Not sure I would classify PMC's as militias. They are operating internationally and it's more like a full time job or deployment.
There's not really much domestic demand for American PMC services. In Brazil the militias are locals that primarily have other income.
The US is paying a billion dollars to a PMC to secure the green zone in Iraq, but it's not like all those people will be militia in the US in a certain area.
However US PMC's are labelled, they are private groups, not national armies, they are as well resourced if not better than a number of national military regiments of comparable size, and the fact that they operate internationally and often for other non US nations and various transnational companies makes them of greater concern than cosplaying LARP'rs.
FWiW one general definition of militia is:
A militia is a military or paramilitary force that comprises civilian members, as opposed to a professional standing army of regular, full-time military.
and PMC operate within and without that grey zone; a siginificant number of members are "civilians" that take on contract gigs for a period of time, then tap out to do other things.
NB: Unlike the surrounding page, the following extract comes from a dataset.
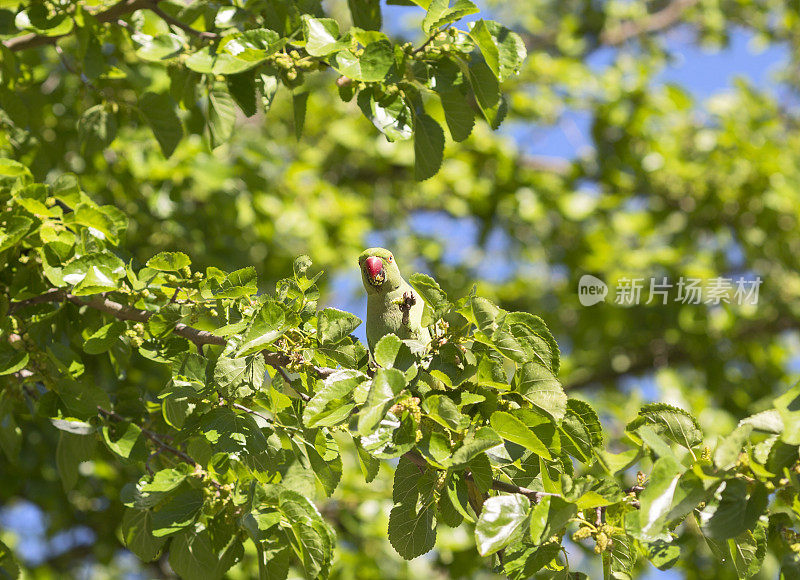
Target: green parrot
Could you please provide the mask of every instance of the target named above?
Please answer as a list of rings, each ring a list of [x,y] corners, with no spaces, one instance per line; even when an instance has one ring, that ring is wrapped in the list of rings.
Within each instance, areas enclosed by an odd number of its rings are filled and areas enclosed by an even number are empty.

To me the distinction is that PMC soldiers are full time. They aren't spending their days farming or being cops and lawyers or whatever. And for the most part they are officially government funded.
The militias on the other hand are more so made up of normal people moonlighting as soldiers.
> Militias in Brazil will be paid in secret by the government to fight drug traffickers and vice versa.
these "militias" in Brazil are not militias by your criteria.
From my PoV the described activities carried out by paramilitary groups in Brazil are similar to the activities carried out by US PMC's, and there's as much of that kind of work available to US contractors as there is for Brazilian operatives.
I think it boils down to their ability to make money as well as practice their craft. Militias in Brazil will be paid in secret by the government to fight drug traffickers and vice versa. They can be hired out by rival cartels fighting against each other too. They can have jobs to protect loggers from eco-terrorist or to protect swaths of forest from illegal logging.
There isn't much "work" for private militias in the US. Private security has demand but it's fairly small scale. Their isn't really the opportunity to field brigades with 1000s of well trained soldiers for regular off the books military action.